“No matter,” continued Vera. “I do not care to know when or how you heard it. I can imagine they did not say much to you about me. But allow me to ask you in my turn if you have not another name besides that under which I had the honor of presenting you to her majesty!”

“My name is Fleurange,” replied the young girl simply, “but it is not the one I habitually bear.”

“And your other name?” asked Vera, with a trembling voice.

Fleurange was astonished at the manner in which this question was asked, and still more so at the effect of her reply, which produced a frightful change in the listener's face.

“Gabrielle!” repeated she. “I guessed rightly, then.”

An embarrassing silence followed this exclamation. Fleurange did not know what to say. She awaited an explanation of the scene which appeared more and more strange. But while she was looking at Vera with increased surprise during this long silence, a sudden apprehension seized her, and a faint glimpse of the truth flashed across her mind. Nothing could have been more vague than the remembrance of the name mentioned before her but once, but that time it was in a conversation respecting George, and she bethought herself that she understood it to be a question of a marriage the princess desired for her son. Was it with reluctance Vera had now brought the permission for another to accompany him? Such was the question Fleurange asked herself. Approaching Vera, therefore, she said to her softly:

“If you have come with a message, how can I thank you sufficiently, mademoiselle, for taking the trouble of bringing it yourself!”
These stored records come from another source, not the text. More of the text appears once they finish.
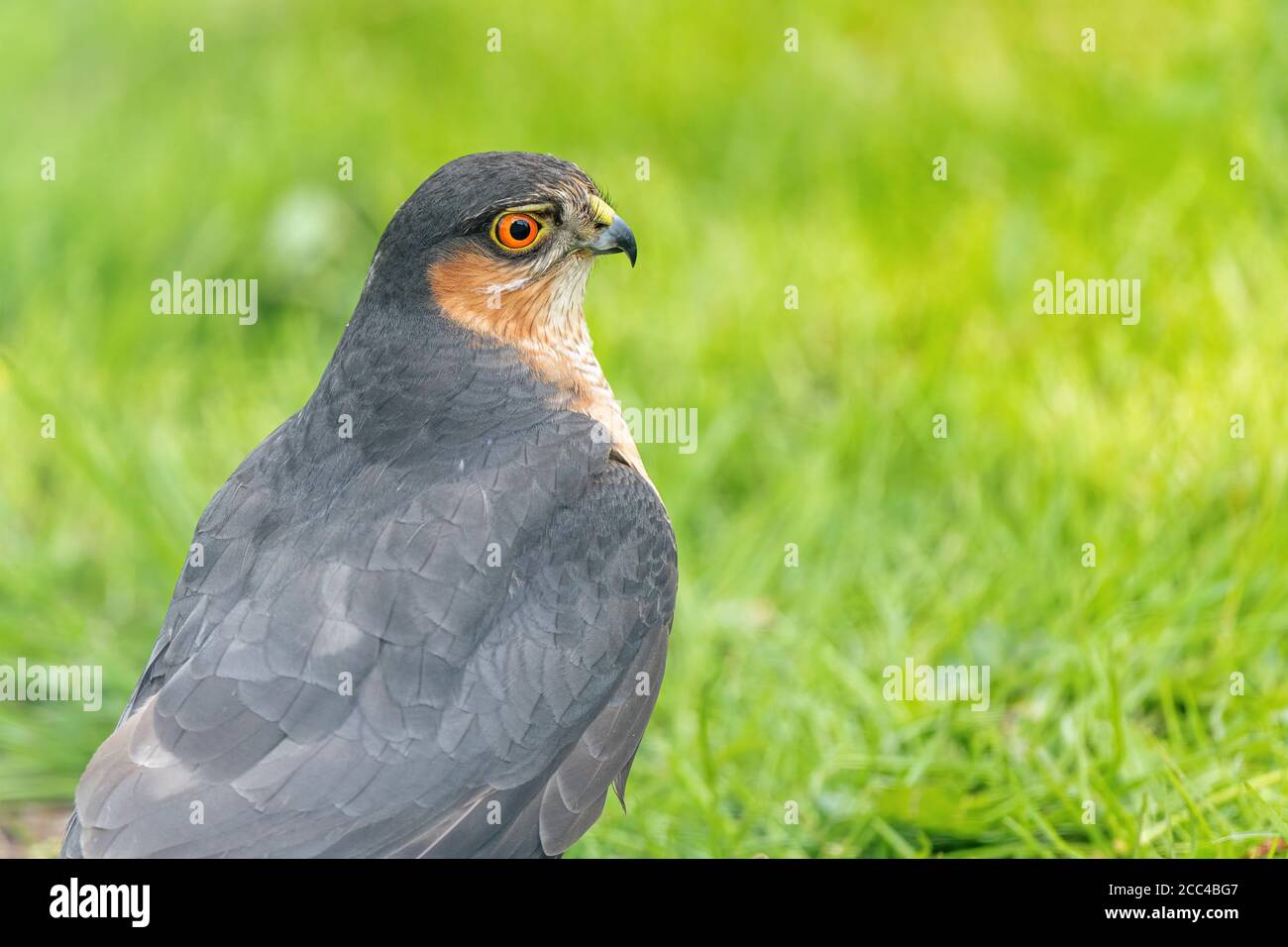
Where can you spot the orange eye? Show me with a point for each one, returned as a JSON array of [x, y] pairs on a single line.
[[516, 231]]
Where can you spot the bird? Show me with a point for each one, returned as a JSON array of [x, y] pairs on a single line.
[[428, 616]]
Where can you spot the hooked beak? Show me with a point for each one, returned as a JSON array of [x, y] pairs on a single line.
[[614, 239]]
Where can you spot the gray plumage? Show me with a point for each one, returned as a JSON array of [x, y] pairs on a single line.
[[492, 705]]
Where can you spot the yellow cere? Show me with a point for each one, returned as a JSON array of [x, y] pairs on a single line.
[[603, 213]]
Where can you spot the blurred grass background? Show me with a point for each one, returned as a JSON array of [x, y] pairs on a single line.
[[768, 169]]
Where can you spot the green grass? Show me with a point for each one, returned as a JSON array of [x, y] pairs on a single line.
[[768, 169]]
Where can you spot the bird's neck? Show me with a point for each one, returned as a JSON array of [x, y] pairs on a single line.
[[542, 320]]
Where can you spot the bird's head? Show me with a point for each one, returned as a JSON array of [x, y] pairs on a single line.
[[501, 244], [502, 241]]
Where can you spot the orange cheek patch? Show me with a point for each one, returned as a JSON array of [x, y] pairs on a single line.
[[542, 321]]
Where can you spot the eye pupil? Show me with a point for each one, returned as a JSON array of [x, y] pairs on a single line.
[[515, 231]]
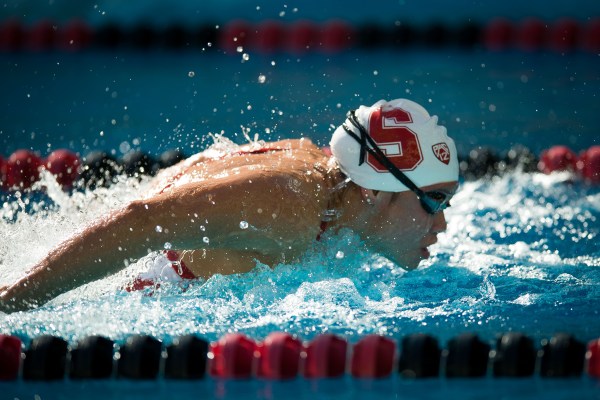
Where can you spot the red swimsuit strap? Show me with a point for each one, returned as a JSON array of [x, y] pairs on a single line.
[[239, 153], [182, 270]]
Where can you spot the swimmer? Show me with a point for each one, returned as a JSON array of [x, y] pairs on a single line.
[[388, 175]]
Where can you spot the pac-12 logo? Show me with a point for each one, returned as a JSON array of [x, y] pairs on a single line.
[[441, 152]]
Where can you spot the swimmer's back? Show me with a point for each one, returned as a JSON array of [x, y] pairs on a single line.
[[293, 157]]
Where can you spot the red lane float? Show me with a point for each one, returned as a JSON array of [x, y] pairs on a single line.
[[233, 357], [591, 37], [22, 169], [2, 173], [279, 356], [588, 165], [12, 35], [64, 165], [42, 36], [565, 35], [336, 36], [303, 36], [234, 35], [499, 34], [531, 34], [10, 357], [75, 36], [557, 158], [592, 357], [325, 357], [269, 37], [373, 357]]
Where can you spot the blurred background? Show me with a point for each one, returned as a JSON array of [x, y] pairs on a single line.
[[156, 75]]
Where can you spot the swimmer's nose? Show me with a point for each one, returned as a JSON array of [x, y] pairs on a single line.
[[439, 223]]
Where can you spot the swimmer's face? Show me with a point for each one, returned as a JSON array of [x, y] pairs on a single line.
[[401, 229]]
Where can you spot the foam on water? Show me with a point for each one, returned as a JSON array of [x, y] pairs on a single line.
[[521, 253]]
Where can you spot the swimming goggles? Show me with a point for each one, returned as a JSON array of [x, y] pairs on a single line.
[[432, 202]]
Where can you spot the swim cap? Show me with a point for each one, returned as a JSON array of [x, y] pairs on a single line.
[[408, 136]]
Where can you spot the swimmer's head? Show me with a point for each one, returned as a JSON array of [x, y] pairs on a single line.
[[376, 146]]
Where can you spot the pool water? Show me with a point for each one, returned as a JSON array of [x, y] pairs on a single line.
[[521, 252]]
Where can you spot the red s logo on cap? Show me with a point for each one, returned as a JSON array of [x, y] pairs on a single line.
[[441, 152], [400, 144]]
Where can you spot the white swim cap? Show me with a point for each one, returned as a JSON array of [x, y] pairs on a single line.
[[408, 136]]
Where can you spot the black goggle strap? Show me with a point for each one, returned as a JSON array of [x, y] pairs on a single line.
[[376, 152]]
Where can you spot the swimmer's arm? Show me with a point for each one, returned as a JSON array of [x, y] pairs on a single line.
[[235, 212], [287, 220], [94, 253]]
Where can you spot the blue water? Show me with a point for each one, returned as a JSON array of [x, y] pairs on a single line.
[[521, 252]]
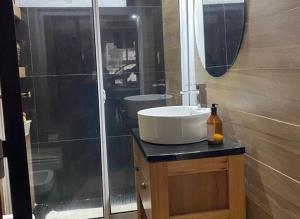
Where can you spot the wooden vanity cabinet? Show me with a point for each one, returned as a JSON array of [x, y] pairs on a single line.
[[205, 188]]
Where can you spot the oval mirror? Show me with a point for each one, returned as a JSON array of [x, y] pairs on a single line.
[[219, 27]]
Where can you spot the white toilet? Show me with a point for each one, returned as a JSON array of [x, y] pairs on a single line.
[[44, 167]]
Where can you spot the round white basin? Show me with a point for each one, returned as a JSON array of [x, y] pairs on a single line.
[[173, 124], [135, 103]]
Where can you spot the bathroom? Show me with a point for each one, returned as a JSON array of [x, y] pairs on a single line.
[[77, 72]]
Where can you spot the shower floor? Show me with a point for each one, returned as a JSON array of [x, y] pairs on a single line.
[[85, 209]]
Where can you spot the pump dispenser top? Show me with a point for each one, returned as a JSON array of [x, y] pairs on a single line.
[[214, 127]]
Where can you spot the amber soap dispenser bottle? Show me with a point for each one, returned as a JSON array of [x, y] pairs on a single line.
[[214, 127]]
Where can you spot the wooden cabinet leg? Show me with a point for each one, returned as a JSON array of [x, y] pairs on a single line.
[[159, 191], [237, 205]]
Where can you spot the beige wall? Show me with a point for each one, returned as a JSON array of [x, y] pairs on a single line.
[[172, 58], [260, 105]]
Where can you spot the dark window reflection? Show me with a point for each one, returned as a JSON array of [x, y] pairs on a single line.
[[223, 29]]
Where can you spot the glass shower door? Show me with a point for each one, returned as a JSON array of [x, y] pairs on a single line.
[[59, 83], [72, 56], [134, 78]]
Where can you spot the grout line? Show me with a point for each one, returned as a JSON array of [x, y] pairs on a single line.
[[269, 118], [268, 166], [275, 14]]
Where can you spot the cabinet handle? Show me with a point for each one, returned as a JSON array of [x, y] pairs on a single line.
[[144, 185]]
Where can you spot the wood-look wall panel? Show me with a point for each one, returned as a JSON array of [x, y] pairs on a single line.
[[172, 55], [279, 153], [268, 58], [249, 101], [264, 32], [276, 194], [260, 106]]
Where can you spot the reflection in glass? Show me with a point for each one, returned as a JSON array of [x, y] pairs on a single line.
[[134, 79], [57, 50]]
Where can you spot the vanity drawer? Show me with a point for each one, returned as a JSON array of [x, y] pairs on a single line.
[[142, 181]]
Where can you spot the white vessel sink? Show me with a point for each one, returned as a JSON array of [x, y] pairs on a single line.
[[173, 124]]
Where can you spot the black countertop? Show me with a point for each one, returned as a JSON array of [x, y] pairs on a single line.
[[160, 153]]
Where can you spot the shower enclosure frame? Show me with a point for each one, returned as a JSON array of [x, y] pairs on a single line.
[[15, 146]]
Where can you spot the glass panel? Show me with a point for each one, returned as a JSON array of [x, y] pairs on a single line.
[[134, 72], [59, 96]]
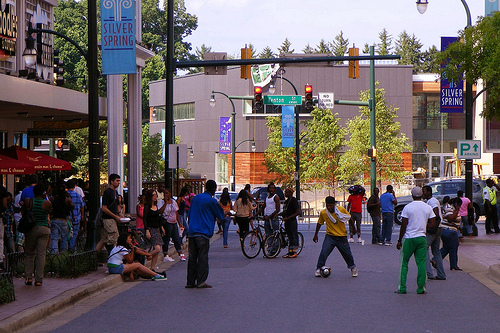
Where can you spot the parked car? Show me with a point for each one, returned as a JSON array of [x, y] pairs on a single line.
[[449, 188]]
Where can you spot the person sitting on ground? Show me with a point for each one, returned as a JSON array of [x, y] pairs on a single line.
[[125, 250]]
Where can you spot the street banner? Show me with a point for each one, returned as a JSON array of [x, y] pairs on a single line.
[[118, 37], [225, 135], [287, 126], [452, 93]]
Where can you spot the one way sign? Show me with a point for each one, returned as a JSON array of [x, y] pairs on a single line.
[[469, 149]]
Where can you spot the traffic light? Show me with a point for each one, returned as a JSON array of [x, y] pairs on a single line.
[[308, 98], [257, 97], [58, 69]]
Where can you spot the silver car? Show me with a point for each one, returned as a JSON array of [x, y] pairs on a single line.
[[449, 188]]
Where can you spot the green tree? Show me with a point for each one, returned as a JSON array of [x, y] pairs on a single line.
[[339, 46], [478, 57], [384, 47], [391, 143], [323, 140], [285, 47], [267, 53], [408, 47]]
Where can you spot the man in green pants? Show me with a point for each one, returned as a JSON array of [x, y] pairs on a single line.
[[416, 216]]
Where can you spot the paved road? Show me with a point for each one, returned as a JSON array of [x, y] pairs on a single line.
[[282, 295]]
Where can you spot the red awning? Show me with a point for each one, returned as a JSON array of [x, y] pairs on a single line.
[[10, 166], [40, 162]]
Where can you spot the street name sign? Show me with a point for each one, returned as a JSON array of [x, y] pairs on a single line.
[[469, 149], [283, 100]]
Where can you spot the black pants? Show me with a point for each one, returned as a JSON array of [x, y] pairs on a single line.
[[491, 219], [198, 260], [243, 224], [291, 231]]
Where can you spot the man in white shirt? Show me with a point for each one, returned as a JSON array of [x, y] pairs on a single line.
[[434, 240], [416, 216]]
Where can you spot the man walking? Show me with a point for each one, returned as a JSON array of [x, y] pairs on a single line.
[[335, 218], [490, 206], [202, 214], [110, 217], [373, 208], [416, 217], [434, 240], [387, 202]]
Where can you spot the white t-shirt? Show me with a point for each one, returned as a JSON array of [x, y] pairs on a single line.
[[433, 202], [417, 213], [117, 255]]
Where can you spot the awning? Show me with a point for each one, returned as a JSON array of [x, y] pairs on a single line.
[[10, 166], [39, 161]]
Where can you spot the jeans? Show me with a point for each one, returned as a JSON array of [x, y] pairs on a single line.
[[376, 229], [355, 224], [271, 225], [450, 246], [198, 260], [433, 241], [36, 246], [387, 222], [171, 231], [329, 243], [59, 230], [226, 222], [72, 240], [418, 247]]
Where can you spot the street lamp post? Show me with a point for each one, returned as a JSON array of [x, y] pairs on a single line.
[[93, 109], [469, 101], [233, 135], [297, 139]]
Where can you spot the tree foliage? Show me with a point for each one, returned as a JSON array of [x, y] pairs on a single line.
[[477, 57], [391, 143]]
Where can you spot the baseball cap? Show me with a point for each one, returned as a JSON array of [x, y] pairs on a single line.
[[416, 192]]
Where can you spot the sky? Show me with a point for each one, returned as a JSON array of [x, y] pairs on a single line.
[[227, 25]]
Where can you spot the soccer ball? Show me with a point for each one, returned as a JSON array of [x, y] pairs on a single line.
[[325, 271]]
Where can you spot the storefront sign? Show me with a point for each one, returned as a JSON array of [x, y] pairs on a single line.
[[118, 37]]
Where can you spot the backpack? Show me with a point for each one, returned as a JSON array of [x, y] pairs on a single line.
[[28, 219]]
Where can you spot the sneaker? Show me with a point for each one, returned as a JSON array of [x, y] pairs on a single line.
[[168, 259], [159, 278]]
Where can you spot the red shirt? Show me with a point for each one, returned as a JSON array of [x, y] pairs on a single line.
[[356, 202]]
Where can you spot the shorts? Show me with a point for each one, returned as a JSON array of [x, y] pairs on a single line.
[[116, 269], [109, 232]]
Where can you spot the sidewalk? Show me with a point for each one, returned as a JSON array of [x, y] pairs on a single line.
[[35, 303]]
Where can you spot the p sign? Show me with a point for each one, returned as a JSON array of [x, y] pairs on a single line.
[[469, 149]]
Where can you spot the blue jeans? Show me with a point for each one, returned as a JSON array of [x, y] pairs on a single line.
[[387, 222], [72, 240], [450, 246], [271, 225], [59, 229], [433, 241], [329, 243], [226, 222], [376, 229]]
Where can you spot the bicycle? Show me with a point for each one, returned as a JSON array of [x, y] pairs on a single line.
[[279, 240]]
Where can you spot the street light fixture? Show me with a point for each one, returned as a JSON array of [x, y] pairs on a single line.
[[233, 134]]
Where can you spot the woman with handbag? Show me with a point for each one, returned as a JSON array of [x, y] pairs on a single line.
[[37, 237], [152, 224]]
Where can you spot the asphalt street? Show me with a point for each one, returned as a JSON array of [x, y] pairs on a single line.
[[283, 295]]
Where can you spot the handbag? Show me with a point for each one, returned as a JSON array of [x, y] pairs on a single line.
[[28, 219]]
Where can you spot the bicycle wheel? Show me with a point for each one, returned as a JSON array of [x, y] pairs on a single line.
[[272, 246], [301, 242], [251, 245]]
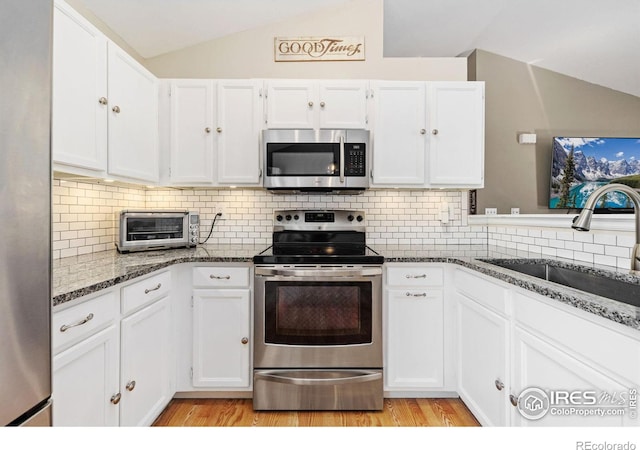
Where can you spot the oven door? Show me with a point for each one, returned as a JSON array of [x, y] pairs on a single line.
[[318, 317]]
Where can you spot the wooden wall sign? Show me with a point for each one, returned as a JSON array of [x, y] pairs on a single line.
[[345, 48]]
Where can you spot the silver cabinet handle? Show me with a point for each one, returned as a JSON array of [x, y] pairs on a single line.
[[146, 291], [341, 159], [64, 328], [216, 277]]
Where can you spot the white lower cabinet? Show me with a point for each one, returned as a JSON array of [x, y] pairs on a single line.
[[482, 362], [221, 338], [145, 364], [112, 368], [85, 382], [414, 328], [221, 303]]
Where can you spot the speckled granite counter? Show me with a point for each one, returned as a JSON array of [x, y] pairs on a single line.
[[77, 276]]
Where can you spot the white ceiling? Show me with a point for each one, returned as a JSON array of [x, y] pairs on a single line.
[[593, 40]]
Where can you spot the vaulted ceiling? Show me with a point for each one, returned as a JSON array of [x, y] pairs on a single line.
[[593, 40]]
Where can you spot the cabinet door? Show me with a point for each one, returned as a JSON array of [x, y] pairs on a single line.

Vera hastily withdrew her hand, and retreated several steps; then, as if suffering from an emotion she could not overcome, she fell into an arm-chair beside the table, and for some moments remained pale and breathless, with a gloomy, forbidding air, wiping away from time to time with an abrupt gesture the tears which, in spite of all her efforts, escaped from her eyes.

Fleurange, motionless with surprise, looked at her with mingled interest and astonishment, but, the frank decision of her character prevailing over her timidity, she came at once to the point.

“Countess Vera,” said she, “if I have not guessed the motive that brings you here, tell me the real one; there is something in all this which I do not understand. Be frank; I will be likewise. Let us not remain thus towards one another. Above all, do not look at me as if we were not only strangers, but enemies.”